Within 48 hours of the alert and to be actioned within five working days, pharmacists, or any other healthcare professionals involved in dispensing, should contact all patients who have been dispensed the impacted product and ask them to inspect the packs they have in their possession.

If batch or product traceability information is not available, pharmacists should identify all patients dispensed this product between 16 Jan 2026 and 22 May 2026. Attempts should be made to contact patients who have been dispensed the impacted product within the last 28 days as a priority.
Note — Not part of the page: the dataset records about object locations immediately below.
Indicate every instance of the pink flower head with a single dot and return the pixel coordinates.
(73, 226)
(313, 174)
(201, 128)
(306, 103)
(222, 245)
Any patients with impacted packs should be told to stop taking them immediately, return them to the pharmacy and contact their GP practice. Patients with non-impacted packs – which should be the majority – should be informed they may continue to take the capsules from this batch

Where patients are identified with a defective pack, they should be told to contact their prescriber responsible for their care to discuss treatment review and if a new prescription is required for ongoing resupply

Patients who experience adverse reactions or have any questions about their medication should seek medical attention. Any suspected adverse reactions should also be reported via the MHRA Yellow Card scheme.